Republican Rep. Bob Stump, whose district included Luke, got $13 million approved for the plan in 2002, when he was chairman of the House Armed Services Committee during his last year in Congress. McCain secured an additional $14.3 million for the Luke land program the next year.

Rogers refused to say whether McCain knew that SunCor owned land likely to be purchased.

Market value disputed

Once it got the money, the Air Force bought land surrounding a munitions storage area to create a buffer zone. First, the military bought 143 acres from hospital operator Sun Health Properties for $950,000, or $6,646 an acre, in July 2004. Five months later, the military paid SunCor far more for fewer adjacent acres: $3 million for a 122-acre parcel, or $25,000 an acre. The company then donated an adjacent 122 acres to the Air Force.

Bunnell said SunCor structured the transaction that way to maximize its proceeds and to help preserve the value of nearby property it owns, since the sale price would be used by appraisers to value comparable properties. Records show three SunCor-owned parcels next to the base are assessed at $24,000 to $43,500 per acre.

Donating property provides a company with a tax deduction based on the fair market value of the land, said David Cameron, associate director of the tax program at Northwestern University's law school. A company's profit in a land sale to the government, on the other hand, can be taxable, he said.

Bunnell said the company's appraisal of the land put its value at about $25,000 per acre. That is precisely the per-acre rate the Air Force paid SunCor. If the donated land is included, the Air Force paid "well below market value" — half of the company's appraised cost — for the entire 244 acres, he added.

The U.S. Army Corps of Engineers, which acted as the Air Force's real estate agent in the deal, had appraisals of the land supporting the $3 million price based on the total 244-acre package, spokeswoman Jennie Ayala said in an e-mail. That would be about $12,500 an acre, or half the value cited by Pinnacle West. Ayala said she could not disclose details of the military's appraisals because they were "privileged information."

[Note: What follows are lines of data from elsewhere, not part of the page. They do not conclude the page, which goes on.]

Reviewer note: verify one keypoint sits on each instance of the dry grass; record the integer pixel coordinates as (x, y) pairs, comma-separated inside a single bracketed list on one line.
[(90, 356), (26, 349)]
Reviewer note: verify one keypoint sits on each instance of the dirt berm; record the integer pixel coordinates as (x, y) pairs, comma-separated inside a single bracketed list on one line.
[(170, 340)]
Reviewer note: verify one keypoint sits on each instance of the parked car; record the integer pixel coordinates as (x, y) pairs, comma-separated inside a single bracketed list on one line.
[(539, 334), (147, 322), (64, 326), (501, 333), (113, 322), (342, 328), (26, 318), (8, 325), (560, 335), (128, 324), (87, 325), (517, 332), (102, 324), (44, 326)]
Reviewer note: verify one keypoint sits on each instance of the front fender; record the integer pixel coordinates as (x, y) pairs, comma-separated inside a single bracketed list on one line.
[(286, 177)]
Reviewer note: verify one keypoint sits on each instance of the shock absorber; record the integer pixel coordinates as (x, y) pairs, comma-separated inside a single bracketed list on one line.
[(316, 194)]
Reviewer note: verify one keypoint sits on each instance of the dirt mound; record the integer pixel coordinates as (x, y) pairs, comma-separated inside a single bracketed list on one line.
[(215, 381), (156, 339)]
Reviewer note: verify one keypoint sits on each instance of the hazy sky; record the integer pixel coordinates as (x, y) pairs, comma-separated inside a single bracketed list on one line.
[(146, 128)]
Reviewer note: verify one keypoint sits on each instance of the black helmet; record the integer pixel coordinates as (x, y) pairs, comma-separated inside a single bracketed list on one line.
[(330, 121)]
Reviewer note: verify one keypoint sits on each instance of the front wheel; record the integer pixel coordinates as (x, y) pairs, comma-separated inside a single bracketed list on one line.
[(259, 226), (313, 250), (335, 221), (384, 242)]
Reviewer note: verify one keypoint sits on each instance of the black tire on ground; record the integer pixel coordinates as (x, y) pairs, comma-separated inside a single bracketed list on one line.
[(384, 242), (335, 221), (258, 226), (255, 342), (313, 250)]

The Maricopa County Assessor's Office calculated the 2005 value of the 244 acres at $1.9 million, or about $7,900 per acre, spokesman Paul Petersen said in an e-mail. Petersen said in a telephone interview that the county tries to accurately reflect market value, but often comes up with assessments that are lower than actual sales prices.

County records say the former Sun Health property was assessed in 2005 at $290,000, or $2,029 per acre, less than a third of the per-acre price the Air Force paid.

The Air Force has made offers to buy or purchase development rights for other parcels of SunCor land near Luke, Bunnell said, but no agreements have been reached.